Thanks for the kind words! That was one of the tiny design decision I made in the first few weeks of the project. I came up with that central hook as a place from where to fetch a solid time reference. If it ended up enforcing good usage of timezones, the original intent was more convoluted.
I was building a system in a domain for which transactions were basically invented. Try for instance explaining to customers that their credit cards got charged twice because of eventual consistency…
Scaleway’s ambition was to have datacenters all over the world (that’s the reason I signed in). So how the codebase would behave in a massively distributed architecture? Time at that scale is hard. And it was at the root of everything, so I created that unique entry point to fetch a reliable timestamp.

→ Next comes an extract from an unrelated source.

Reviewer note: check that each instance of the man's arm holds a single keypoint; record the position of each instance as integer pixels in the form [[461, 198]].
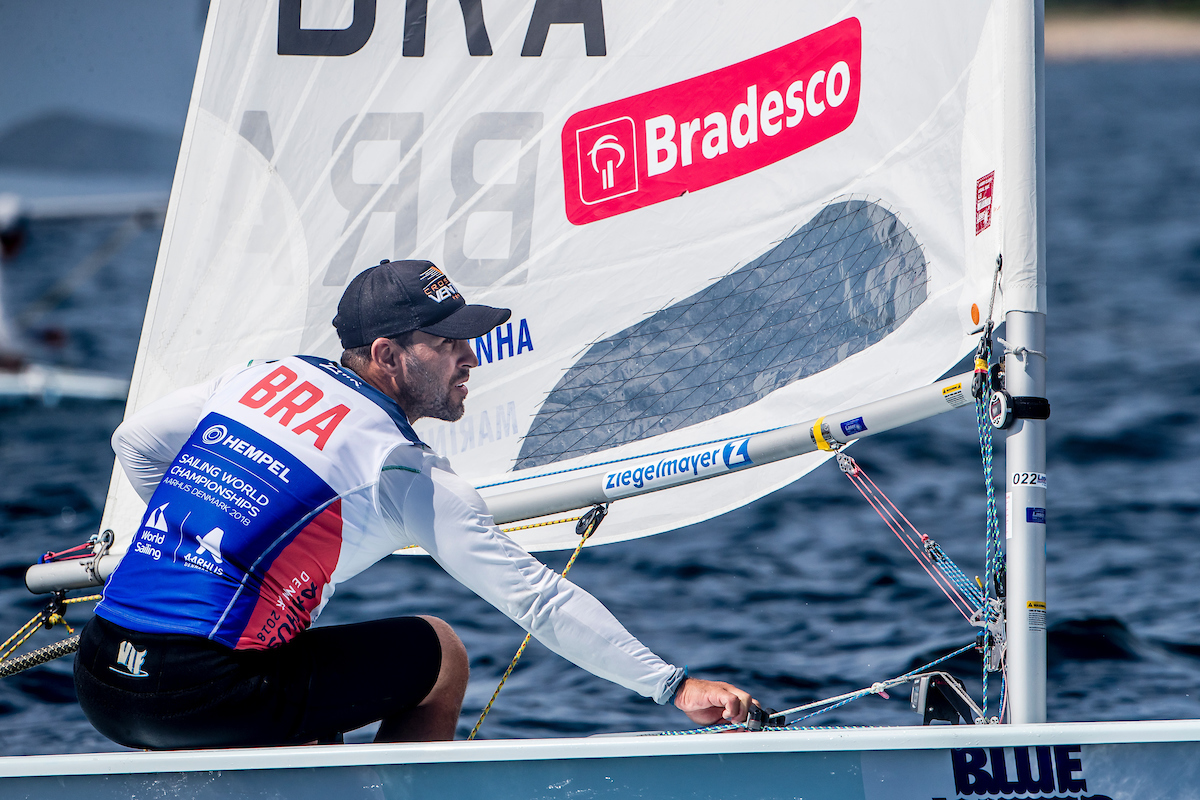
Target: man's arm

It was supposed to be a gateway to the local datacenter’s GPS source, or a fancy atomic clock. I even fantasized having access to TrueTime -like protocols (not even sure we even needed it). BTW, did you know Google’s TrueTime is staffed by 16 senior SREs , which “ had take measures up to and including calling the USAF and telling them their satellites are fucked up ”?
Busting coupling ¶
By “chance” the tests were always run in the right order for years. This situation could have been detected way earlier by using a random execution order for tests. It happens that python has simple modules to do so.
Great minds think alike! I switched over
pytest
in my pet projects (namely
meta-package-manager
and
mail-deduplicate
) and used
pytest-randomly
too to great success.
BTW,
pytest
is powerful, but feels magical at times. I spent more time working on it than I anticipated, so a switch to
pytest
should be seen as an investment to increase the quality of your software.
Randomize all the things! ¶
A good flakiness
(…) the test was generating numerous instances of the class with randomized inputs.
That good flakiness has a name: fuzzing ! 😉